Keynote Speakers

Prof. Dongheui Lee

Dongheui Lee is Full Professor of Autonomous Systems at Institute of Computer Tech, Faculty of Electrical Engineering and Information Technology, TU Wien. She is also leading a Human-centered assistive robotics group at the German Aerospace Center (DLR). Her research interests include human motion understanding, human robot interaction, machine learning in robotics, and assistive robotics. Prior to her appointment at TU Wien, she was Assistant Professor and Associate Professor at Technical University of Munich (2009-2022), Project Assistant Professor at the University of Tokyo (2007-2009), and a research scientist at the Korea Institute of Science and Technology (KIST) (2001-2004). She obtained a PhD degree (2007) from the department of Mechano-Informatics, University of Tokyo in Japan and B.S. (2001) and M.S. (2003) degrees in mechanical engineering at Kyung Hee University, Korea. She was awarded a Carl von Linde Fellowship at the TUM Institute for Advanced Study (2011) and a Helmholtz professorship prize (2015). She has served as Senior Editor and a founding member of IEEE Robotics and Automation Letters (RA-L) and Associate Editor for the IEEE Transactions on Robotics.

Talk: TBD

Abstract:

TBD


Dr. Sylvain Calinon 

Dr Sylvain Calinon is a Senior Research Scientist at the Idiap Research Institute and a Lecturer at the Ecole Polytechnique Fédérale de Lausanne (EPFL). He heads the Robot Learning & Interaction group at Idiap, with expertise in human-robot collaboration, robot learning from demonstration and model-based optimization. The approaches developed in his group can be applied to a wide range of applications requiring manipulation skills, with robots that are either close to us (assistive and industrial robots), parts of us (prosthetics and exoskeletons), or far away from us (shared control and teleoperation). Website: https://calinon.ch

Robot learning from few examples by exploiting the structure and geometry of data

Abstract:

A wide range of applications can benefit from robots acquiring manipulation skills by interaction with humans. In this presentation, I will discuss the challenges that such a learning process encompasses, including representations for manipulation skills that can exploit the structure and geometry of the acquired data in an efficient way, the development of optimal control strategies that can exploit variations in manipulation skills, and the development of intuitive interfaces to acquire meaningful demonstrations.

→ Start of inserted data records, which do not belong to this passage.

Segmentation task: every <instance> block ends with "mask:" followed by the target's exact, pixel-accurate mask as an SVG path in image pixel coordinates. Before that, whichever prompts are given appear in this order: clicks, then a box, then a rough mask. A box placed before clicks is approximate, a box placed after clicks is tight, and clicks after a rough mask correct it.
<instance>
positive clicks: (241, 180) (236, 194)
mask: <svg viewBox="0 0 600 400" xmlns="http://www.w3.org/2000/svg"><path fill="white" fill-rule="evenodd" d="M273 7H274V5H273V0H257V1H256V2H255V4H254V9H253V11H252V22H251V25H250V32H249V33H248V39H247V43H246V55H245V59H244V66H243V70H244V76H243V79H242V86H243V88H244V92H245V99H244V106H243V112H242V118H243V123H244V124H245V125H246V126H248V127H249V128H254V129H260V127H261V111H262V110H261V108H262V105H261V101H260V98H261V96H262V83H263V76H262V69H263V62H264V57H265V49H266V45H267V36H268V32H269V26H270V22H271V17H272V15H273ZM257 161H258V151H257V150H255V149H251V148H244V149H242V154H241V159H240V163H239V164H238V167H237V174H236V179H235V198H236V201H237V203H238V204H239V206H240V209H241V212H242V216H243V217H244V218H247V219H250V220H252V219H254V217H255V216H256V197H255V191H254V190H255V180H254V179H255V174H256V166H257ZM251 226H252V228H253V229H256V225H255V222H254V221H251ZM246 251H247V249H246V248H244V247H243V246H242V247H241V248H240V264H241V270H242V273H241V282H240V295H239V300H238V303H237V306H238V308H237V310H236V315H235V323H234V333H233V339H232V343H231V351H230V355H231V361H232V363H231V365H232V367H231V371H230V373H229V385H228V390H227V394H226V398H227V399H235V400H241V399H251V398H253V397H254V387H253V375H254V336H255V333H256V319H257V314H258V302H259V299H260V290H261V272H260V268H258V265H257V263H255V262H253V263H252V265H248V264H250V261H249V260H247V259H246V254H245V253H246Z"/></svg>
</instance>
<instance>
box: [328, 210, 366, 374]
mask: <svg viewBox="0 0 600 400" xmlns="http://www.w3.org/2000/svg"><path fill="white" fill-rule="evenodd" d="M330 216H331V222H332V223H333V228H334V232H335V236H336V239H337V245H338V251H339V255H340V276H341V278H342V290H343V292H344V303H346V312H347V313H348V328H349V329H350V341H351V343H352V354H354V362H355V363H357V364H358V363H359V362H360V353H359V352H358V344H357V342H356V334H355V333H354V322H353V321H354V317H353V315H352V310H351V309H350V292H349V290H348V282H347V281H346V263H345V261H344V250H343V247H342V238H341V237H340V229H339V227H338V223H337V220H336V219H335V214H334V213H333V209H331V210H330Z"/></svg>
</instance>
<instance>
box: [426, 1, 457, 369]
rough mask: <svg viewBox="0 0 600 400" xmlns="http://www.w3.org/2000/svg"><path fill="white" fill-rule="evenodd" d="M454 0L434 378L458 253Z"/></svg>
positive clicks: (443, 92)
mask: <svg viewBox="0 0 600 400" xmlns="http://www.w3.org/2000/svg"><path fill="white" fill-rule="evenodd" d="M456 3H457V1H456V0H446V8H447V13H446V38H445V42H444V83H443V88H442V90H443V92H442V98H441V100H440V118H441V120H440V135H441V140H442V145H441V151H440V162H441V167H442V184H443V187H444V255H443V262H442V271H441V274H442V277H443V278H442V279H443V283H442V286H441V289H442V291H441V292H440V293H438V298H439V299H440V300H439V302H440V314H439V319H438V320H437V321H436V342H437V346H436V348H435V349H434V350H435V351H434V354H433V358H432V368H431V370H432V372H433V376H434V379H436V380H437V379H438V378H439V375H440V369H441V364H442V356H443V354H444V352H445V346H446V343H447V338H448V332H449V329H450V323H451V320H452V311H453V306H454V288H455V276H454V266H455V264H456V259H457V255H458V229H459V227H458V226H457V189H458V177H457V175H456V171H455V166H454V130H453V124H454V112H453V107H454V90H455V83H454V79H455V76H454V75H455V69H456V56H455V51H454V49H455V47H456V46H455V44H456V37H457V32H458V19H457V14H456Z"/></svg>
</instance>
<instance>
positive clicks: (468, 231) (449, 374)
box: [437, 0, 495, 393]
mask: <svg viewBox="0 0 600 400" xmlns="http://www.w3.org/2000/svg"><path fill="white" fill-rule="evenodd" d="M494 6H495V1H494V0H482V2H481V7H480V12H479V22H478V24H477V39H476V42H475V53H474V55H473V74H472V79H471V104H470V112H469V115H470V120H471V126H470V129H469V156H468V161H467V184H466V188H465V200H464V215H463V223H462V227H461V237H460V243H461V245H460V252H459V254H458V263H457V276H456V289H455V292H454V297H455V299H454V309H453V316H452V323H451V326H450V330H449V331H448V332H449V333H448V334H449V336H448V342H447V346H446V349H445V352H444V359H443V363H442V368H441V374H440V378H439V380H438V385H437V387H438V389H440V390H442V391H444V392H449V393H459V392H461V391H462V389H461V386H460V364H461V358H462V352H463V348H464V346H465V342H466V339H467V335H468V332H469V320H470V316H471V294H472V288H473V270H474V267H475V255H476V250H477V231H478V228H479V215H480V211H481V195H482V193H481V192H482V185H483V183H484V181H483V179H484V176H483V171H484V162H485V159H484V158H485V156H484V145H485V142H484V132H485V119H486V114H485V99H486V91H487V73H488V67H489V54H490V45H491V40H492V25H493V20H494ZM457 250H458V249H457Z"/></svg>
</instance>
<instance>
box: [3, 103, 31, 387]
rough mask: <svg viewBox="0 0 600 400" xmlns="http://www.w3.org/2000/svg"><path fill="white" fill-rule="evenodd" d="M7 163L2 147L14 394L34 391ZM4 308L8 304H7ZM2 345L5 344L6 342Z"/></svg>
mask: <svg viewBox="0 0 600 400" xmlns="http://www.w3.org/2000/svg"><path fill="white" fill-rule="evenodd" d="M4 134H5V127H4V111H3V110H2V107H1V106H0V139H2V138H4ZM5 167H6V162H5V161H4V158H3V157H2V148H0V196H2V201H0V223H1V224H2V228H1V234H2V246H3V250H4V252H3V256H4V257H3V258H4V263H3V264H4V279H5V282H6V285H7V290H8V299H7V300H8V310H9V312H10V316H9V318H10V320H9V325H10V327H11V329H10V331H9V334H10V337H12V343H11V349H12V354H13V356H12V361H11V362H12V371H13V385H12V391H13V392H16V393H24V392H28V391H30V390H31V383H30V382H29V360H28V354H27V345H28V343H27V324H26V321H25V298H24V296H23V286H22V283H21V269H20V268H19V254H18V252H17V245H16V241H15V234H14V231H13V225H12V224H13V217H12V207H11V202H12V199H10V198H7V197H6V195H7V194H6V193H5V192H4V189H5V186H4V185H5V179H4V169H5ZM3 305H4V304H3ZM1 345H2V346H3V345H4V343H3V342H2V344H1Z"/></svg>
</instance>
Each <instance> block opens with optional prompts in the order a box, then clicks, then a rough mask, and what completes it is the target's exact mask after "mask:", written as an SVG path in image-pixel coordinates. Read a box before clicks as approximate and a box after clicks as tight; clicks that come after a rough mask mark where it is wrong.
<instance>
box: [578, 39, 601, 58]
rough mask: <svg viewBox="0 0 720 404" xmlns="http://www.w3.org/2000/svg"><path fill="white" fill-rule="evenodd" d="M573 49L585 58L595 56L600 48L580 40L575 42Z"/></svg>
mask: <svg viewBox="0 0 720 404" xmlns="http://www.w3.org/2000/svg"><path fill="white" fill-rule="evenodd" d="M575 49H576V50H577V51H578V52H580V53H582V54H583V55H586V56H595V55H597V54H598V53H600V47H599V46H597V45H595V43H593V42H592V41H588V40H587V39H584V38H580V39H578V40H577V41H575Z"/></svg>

From a machine learning perspective, the core challenge is that robots can only rely on a small number of demonstrations. The good news is that we can exploit bidirectional human-robot interaction as a way to collect better data. We can also rely on various structures that remain the same within a wide range of robotic tasks. Such structures include geometrical aspects, by extending learning strategies that have been originally developed for standard Euclidean space to Riemannian manifolds. In robotics, these manifolds include orientation, manipulability ellipsoids, graphs and subspaces. Another type of structure that we study relates to the organization of data as multidimensional arrays (also called tensors). These data appear in various robotic tasks, either as the natural organization of sensorimotor data (tactile arrays, images, kinematic chains), or as the result of preprocessing steps (moving time windows, covariance features). Tensor factorization techniques (also called tensor methods or multilinear algebra) can be used to learn from only few tensor datapoints, by exploiting the multidimensional nature of the data.

Another key challenge in robot skill acquisition is to link the learning aspects to the control aspects. Optimal control provides a framework that allows us to take into account the possible variations of a task, the uncertainty of sensorimotor information, and the movement coordination patterns, by relying on well grounded control techniques such as linear quadratic tracking, differential dynamic programming, and their extensions to model predictive controllers. The formulation draws explicit links with learning techniques, as we can recast these techniques as Gauss-Newton optimization problems formulated at trajectory level (in both control space and state space), which facilitates the links to probabilistic approaches.